I stared into its cold eyes as it scanned me up and down. It weaves its outstretched neck around my bike eying J.J. carefully. She sticks out her tongue as a response.

“Ppphhhbbttt!”

The machine does not respond. It is a SR7800 Border guard. Equipped with a 180 caliber Pendleton, four barrels, with armor piercing shells, it has hypersensitive optical x-rays and can detect 1.800,000,000,000 viral codes. It is a relic from the Code Wars, the company should replace them, but who would dare attack Soni-Metro. Soni-Metro is the largest corporate town in the South West, not to mention the home of Soni-Alpha, the second largest mega-corp. on Earth. I am a Soni-Boy, an old fashion code runner, one of the last. J.J. is my partner, and my sister.

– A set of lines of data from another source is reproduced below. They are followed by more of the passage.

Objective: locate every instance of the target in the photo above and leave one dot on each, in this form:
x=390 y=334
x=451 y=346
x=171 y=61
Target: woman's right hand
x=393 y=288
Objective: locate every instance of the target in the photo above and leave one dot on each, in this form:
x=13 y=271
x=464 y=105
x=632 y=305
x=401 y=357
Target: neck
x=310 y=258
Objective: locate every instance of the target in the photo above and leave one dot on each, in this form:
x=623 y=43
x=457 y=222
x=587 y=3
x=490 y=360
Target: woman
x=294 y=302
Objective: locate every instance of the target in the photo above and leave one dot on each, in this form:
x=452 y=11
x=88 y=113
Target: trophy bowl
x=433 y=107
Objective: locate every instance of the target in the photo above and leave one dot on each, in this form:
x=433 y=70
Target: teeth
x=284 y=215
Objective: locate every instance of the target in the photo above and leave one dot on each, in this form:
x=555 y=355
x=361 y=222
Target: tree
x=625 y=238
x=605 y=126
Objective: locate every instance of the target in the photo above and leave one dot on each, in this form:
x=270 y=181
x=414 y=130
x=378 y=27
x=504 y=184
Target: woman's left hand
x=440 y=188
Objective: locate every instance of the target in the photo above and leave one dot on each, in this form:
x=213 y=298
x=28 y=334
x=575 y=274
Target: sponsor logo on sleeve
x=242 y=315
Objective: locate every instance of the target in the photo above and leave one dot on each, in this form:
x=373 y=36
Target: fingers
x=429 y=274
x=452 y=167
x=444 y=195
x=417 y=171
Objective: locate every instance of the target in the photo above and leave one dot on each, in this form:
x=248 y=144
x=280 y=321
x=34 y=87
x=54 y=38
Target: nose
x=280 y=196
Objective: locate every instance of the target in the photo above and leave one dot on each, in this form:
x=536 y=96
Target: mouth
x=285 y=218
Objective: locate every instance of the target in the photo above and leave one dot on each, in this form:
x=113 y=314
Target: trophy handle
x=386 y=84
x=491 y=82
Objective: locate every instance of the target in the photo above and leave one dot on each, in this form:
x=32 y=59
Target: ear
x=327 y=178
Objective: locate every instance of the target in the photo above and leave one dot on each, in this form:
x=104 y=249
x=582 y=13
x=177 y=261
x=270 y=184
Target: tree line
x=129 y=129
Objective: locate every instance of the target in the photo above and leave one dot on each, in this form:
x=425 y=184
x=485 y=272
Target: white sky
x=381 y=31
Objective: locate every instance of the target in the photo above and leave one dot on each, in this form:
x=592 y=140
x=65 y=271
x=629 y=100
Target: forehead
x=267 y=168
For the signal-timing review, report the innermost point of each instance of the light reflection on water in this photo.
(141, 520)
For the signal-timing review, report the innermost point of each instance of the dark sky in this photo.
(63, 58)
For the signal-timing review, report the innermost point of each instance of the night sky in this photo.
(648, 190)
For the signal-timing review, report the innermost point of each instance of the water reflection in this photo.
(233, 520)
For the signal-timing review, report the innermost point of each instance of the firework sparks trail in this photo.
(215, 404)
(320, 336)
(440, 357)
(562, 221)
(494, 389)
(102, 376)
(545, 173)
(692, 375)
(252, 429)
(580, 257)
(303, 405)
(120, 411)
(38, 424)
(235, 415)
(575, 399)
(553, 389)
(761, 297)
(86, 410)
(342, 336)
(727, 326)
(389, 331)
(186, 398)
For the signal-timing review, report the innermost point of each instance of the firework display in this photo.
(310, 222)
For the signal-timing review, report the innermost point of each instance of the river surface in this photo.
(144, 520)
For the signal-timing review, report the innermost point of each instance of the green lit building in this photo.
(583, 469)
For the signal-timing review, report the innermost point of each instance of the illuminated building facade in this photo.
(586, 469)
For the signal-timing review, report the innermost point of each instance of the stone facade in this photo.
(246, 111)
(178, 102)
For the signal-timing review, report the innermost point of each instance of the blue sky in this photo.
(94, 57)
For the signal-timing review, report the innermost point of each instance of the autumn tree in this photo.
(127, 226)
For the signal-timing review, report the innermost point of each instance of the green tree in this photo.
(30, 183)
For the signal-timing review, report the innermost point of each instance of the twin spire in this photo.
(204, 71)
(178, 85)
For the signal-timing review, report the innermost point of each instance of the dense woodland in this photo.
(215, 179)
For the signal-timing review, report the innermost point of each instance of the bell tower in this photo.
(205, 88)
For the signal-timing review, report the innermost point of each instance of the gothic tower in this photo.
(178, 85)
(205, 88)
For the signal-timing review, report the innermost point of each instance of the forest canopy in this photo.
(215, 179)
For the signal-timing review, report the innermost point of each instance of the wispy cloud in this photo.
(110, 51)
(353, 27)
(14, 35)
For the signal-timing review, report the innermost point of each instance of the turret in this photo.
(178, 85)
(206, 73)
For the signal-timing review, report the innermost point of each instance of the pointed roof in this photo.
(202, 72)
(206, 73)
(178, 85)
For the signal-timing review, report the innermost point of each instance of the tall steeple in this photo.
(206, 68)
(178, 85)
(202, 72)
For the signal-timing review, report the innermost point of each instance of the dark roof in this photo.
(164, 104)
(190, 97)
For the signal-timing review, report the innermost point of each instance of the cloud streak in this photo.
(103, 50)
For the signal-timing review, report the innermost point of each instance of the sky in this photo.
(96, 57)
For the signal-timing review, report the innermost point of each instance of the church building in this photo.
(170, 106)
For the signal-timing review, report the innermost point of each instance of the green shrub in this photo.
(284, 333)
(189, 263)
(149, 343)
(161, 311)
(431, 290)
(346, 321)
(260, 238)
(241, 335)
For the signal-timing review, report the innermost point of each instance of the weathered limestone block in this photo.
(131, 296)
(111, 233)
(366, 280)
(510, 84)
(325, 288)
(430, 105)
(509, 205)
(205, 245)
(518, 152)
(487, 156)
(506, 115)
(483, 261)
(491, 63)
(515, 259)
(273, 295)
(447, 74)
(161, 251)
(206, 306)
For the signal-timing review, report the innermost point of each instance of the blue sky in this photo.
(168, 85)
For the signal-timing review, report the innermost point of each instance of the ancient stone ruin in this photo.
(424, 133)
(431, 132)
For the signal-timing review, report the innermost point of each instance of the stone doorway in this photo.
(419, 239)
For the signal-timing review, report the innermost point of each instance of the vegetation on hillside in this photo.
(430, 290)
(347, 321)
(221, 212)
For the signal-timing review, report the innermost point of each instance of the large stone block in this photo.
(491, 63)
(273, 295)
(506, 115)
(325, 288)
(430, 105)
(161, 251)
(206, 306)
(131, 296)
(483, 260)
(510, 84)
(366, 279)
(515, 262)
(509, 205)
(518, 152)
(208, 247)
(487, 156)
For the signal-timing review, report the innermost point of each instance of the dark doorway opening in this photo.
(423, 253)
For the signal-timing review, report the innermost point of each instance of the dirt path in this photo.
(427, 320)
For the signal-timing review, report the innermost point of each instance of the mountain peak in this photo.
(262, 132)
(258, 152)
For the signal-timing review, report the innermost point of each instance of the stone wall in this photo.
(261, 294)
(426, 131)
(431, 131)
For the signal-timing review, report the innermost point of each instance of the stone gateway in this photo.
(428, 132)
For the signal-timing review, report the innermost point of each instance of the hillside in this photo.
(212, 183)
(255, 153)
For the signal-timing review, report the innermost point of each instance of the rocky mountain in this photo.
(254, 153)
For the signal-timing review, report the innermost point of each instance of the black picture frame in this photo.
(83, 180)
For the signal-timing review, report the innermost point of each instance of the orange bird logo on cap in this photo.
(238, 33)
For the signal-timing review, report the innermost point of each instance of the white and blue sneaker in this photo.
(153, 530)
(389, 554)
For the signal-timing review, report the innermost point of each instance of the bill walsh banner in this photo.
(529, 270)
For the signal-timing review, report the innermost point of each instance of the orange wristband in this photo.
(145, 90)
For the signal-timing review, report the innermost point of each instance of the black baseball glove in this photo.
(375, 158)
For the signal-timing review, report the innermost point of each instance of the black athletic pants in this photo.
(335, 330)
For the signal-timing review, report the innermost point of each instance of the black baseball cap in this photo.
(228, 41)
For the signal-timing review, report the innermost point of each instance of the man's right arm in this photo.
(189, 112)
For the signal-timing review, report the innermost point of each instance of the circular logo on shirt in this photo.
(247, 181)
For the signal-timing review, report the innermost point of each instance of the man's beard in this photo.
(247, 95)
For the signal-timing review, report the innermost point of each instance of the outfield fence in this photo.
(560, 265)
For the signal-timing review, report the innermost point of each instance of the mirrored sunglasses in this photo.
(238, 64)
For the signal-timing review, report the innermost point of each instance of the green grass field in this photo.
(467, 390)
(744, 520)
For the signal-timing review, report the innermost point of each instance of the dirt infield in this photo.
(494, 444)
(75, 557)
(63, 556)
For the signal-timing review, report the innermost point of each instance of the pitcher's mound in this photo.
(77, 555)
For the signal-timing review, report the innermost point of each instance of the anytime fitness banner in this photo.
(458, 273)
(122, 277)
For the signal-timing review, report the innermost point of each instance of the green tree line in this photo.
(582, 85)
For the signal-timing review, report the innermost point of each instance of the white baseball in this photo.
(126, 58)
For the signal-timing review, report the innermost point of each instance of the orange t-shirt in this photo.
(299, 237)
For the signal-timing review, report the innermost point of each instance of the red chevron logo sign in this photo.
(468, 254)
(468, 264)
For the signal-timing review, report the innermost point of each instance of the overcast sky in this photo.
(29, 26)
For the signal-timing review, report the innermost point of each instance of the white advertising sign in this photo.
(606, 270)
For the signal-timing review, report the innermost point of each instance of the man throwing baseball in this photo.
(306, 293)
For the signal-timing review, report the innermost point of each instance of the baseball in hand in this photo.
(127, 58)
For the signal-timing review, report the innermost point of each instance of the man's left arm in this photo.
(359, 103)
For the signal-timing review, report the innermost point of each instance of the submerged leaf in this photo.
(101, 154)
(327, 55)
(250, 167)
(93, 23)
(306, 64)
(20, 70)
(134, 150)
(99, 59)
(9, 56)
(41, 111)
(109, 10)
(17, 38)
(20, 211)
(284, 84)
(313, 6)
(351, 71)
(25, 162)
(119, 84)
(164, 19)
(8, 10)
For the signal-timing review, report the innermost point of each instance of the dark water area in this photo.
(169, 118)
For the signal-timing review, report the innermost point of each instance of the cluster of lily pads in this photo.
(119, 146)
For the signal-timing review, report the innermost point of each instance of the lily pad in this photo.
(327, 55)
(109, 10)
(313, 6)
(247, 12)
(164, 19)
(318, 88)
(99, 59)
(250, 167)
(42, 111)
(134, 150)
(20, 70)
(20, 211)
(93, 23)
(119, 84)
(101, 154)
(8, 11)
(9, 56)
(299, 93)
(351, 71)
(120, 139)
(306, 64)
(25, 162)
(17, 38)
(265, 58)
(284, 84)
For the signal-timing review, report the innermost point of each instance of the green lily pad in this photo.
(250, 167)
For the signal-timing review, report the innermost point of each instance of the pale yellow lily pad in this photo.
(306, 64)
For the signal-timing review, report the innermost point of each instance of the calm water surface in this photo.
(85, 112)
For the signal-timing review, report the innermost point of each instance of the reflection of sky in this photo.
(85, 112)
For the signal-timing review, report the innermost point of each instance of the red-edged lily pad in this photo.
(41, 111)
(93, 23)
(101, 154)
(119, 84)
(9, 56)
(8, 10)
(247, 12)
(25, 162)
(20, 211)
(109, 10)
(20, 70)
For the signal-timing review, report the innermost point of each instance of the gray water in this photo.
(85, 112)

“Identity verified.” the ‘7800 retracts its face into the wall and the city gates open.

“’Bout time, I thought we’d be there all year!” J.J. hates waiting.

     This is the northern part of town. A hundred years ago, they called this L.A. What is left of that time is all around us, the ruins of a by gone, era before the Corporate Wars of ’87 and the deconstruction of Federal America. Now International Mega-Corps control everything, except the Badlands. There is nothing out there to control. Weather makes it impossible terrain.

     We ride past a gang of Dead Boys. Silicon rocker, refuges of the past. Wanna be rock stars, hard wired full of meta-dope. I nod and show them my heat. They snarl and one of them tosses me the finger. Everybody hates code runners, everybody except the Company. That is why we can go anywhere in the city. Including Soni-Tower West, which is where we’re headed, I should get three mil for this run. Chump change, I know, but J.J.’s gotta eat. I run code to stay alive; I am not built for anything else, Soni owns my system. One day I hope to buy out, take J.J. north to Canada, I hear there are still free humans there in the wilderness.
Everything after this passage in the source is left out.